DOJ Compliance Expectations Concerning Training, Internal Investigations and Audits (Part IV of IV)
DOJ’s Compliance Evaluation questions provide important indications of “new” trends and approaches to compliance functions and issues.
In the area of training, DOJ’s Compliance Evaluation reiterates DOJ’s concern that companies tailor their training programs to their specific risk profile. In the FCPA Guidance issued in 2012, DOJ explained that training programs should be tailored to specific audiences.
DOJ has refined this requirement to focus on training “employees in relevant control functions”? This refinement is more significant than first appears. An accounts payable employee serves in a “relevant control function” involving the payment of money to vendors and suppliers. An employee responsible for third party due diligence checks serves in a “relevant control function” responsible for third party risk management. The list continues with a large number of “relevant control parties.” Companies have to design a variety of training programs to address these specific risks and controls.
Companies have to ensure that they provide training in different languages, as needed, and they have to measure the overall effectiveness of their training programs. Similarly, companies have to make sure that employs can access guidance on legal and compliance issues.
Reporting Misconduct and Investigations
In a shot against legal and internal audit departments, DOJ’s Compliance Evaluation asks whether compliance has had full access to reporting and investigative information. Turf battles are often fought over these issues, and DOJ is clearly stating that the compliance function has to receive access to investigative information.
Companies often fall short on their internal investigation functions, failing to make sure they are conducted properly, fairly, independently, and consistently across the organization. DOJ’s questions reiterate the importance of meeting such standards when conducting internal investigations.

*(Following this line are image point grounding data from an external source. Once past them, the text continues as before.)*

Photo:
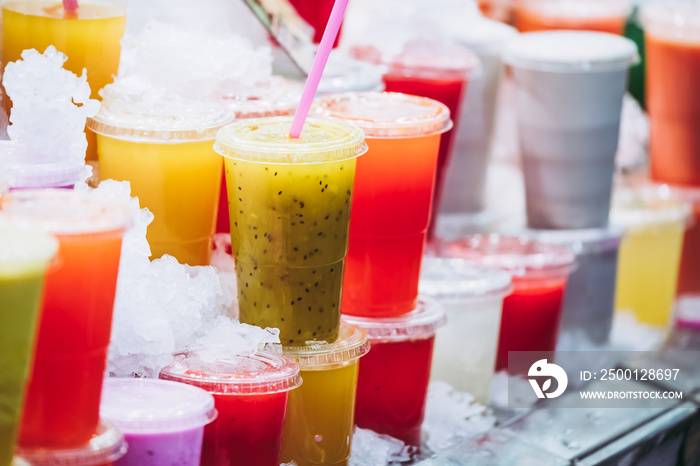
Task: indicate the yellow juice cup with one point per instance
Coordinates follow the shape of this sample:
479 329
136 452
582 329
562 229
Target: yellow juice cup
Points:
320 413
166 153
650 253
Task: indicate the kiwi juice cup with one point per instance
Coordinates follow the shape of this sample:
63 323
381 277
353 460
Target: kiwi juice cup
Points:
289 204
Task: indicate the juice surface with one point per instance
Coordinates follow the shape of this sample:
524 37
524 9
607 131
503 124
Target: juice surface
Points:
247 430
90 40
648 273
531 316
289 235
319 423
390 215
392 388
673 102
72 342
179 183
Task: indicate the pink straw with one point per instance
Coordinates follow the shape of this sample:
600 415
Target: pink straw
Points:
324 50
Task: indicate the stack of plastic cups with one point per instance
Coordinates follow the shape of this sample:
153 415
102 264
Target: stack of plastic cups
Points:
472 296
163 422
166 153
76 322
461 209
650 254
250 395
586 15
532 312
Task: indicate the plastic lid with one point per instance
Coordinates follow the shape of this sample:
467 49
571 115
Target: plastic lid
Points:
107 445
64 212
420 323
387 114
454 278
519 255
155 406
259 373
351 344
571 51
267 140
647 207
170 121
23 249
344 74
672 19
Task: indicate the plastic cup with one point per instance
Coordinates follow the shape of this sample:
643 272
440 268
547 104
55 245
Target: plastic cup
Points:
290 211
392 386
319 423
24 258
586 15
672 32
162 421
166 154
650 253
472 296
568 88
76 316
465 174
532 312
589 300
392 198
105 447
250 395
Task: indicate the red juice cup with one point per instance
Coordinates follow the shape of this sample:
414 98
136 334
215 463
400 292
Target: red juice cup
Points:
163 422
76 317
105 447
392 385
532 312
250 395
392 196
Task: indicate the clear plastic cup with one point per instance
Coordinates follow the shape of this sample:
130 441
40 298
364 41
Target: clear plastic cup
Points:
320 415
532 312
162 421
76 316
392 386
672 41
465 349
105 447
392 200
290 211
165 152
250 395
587 15
589 300
650 254
569 87
24 258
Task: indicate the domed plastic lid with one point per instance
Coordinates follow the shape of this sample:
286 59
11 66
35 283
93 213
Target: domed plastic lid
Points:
420 323
268 140
454 278
107 445
678 20
387 114
351 344
171 120
155 406
647 207
258 373
571 51
64 212
24 250
519 255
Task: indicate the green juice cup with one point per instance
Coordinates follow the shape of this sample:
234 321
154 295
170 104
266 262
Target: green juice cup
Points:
24 258
289 205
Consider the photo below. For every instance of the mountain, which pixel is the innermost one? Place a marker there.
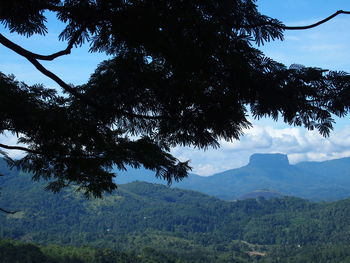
(175, 222)
(262, 193)
(166, 214)
(317, 181)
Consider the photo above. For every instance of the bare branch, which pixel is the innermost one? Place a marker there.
(317, 23)
(44, 57)
(298, 27)
(20, 148)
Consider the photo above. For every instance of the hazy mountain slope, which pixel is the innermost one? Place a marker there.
(164, 213)
(329, 180)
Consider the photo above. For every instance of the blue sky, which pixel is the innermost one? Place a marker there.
(325, 46)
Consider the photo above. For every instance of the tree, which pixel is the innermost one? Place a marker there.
(176, 65)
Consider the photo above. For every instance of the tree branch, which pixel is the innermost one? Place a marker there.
(6, 42)
(28, 55)
(317, 23)
(298, 27)
(20, 148)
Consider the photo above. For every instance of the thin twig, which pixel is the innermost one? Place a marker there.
(28, 55)
(20, 148)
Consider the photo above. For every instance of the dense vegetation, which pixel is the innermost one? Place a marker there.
(316, 181)
(146, 218)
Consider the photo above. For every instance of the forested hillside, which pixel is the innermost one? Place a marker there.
(316, 181)
(172, 221)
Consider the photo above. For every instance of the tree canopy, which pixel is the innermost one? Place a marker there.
(181, 73)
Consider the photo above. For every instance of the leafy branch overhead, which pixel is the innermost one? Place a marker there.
(181, 73)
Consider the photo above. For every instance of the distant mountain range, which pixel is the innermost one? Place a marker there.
(142, 214)
(317, 181)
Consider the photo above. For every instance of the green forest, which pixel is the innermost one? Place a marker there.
(144, 222)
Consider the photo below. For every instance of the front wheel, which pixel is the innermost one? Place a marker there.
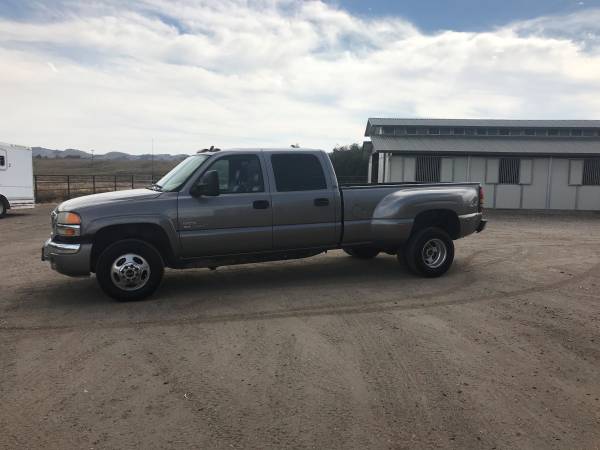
(429, 252)
(129, 270)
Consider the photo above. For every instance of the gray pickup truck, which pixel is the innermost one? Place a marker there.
(229, 207)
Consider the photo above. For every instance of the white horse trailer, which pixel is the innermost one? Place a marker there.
(16, 178)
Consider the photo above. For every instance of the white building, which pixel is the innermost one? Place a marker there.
(522, 164)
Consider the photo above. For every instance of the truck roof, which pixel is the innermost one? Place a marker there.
(259, 149)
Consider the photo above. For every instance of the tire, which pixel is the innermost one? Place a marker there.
(362, 252)
(429, 252)
(129, 270)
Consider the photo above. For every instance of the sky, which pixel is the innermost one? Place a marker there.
(115, 76)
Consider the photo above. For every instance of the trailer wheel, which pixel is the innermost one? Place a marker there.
(362, 252)
(129, 270)
(429, 252)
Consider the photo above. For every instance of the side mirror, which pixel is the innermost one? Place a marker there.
(209, 185)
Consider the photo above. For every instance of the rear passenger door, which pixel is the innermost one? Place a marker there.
(304, 208)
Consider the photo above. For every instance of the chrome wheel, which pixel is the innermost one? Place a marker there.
(130, 272)
(434, 253)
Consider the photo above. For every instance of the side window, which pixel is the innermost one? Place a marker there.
(299, 172)
(239, 174)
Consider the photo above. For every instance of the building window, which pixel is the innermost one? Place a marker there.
(509, 170)
(591, 172)
(428, 169)
(294, 172)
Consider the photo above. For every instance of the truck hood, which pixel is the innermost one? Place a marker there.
(107, 197)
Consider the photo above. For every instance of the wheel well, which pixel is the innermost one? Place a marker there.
(445, 219)
(148, 232)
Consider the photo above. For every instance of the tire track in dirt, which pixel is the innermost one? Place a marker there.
(358, 308)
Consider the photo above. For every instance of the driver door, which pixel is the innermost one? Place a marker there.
(238, 220)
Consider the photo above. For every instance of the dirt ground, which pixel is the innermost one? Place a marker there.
(328, 352)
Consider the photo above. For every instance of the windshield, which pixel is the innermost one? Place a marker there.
(173, 180)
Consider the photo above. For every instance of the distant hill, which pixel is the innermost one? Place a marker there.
(71, 153)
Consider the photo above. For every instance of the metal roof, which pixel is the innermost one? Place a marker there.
(374, 121)
(487, 145)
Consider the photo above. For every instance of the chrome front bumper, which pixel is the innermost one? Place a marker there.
(68, 259)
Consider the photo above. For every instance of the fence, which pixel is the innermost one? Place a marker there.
(50, 188)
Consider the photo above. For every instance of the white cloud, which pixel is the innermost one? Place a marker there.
(272, 73)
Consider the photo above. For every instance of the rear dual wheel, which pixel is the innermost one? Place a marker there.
(429, 252)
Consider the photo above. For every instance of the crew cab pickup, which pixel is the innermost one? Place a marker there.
(229, 207)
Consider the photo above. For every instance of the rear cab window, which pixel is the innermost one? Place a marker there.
(298, 172)
(239, 174)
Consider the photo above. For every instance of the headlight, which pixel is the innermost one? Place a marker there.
(68, 224)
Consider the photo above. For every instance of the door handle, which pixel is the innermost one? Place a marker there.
(260, 204)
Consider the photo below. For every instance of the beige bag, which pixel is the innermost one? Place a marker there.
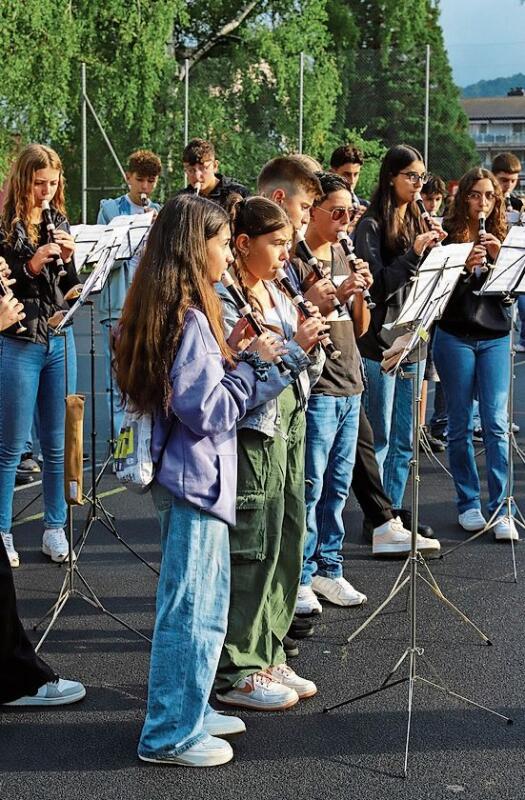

DOJ’s Compliance Evaluation reiterates the importance of sharing investigative findings with senior leadership, addressing compliance concerns raised by internal investigations and understanding senior management and supervisory lapses that may have occurred when investigating misconduct.
Discipline and Incentives
DOJ’s Compliance Evaluation requires careful evaluation of misconduct and accountability of managers and employees. In particular, DOJ emphasized the importance of disciplining supervisors for failures to exercise proper supervision. In this context, DOJ stated that it expects companies to keep track and weigh its overall disciplinary program to ensure consistent treatment and accountability for misconduct.
In addressing the discipline process, DOJ expects to see a broad range of functions (e.g. human resources, compliance, legal) involved in the review of discipline. In promoting the discipline and consequences functions, DOJ included questions concerning disclosure of disciplinary actions to communicate to managers and employees the importance of ethical conduct.
DOJ reiterated the importance of creating positive incentives for ethical behavior.
Interestingly, DOJ’s Compliance Evaluation includes a detailed set of questions concerning a company’s audit function. These questions show that DOJ is embracing a robust examination of the company’s audit function, in recognition of the growing importance of monitoring and auditing to the overall effectiveness of a company’s compliance program.
DOJ’s examination includes:
- The number and type of audits, especially in high-risk areas;
- The reporting of audit findings and remediation progress;
- The involvement of board and senior management in follow up to audit findings and remediation;
- The examination of potential misconduct and audit and testing of relevant controls, collection and analysis of compliance data and interviews of employees and third parties; and
- The testing of controls.
DOJ’s analysis suggests that it is focusing on an important relationship – compliance and auditing/monitoring. While companies often coordinate these functions, DOJ is expecting increased collaboration and focus on compliance controls and auditing.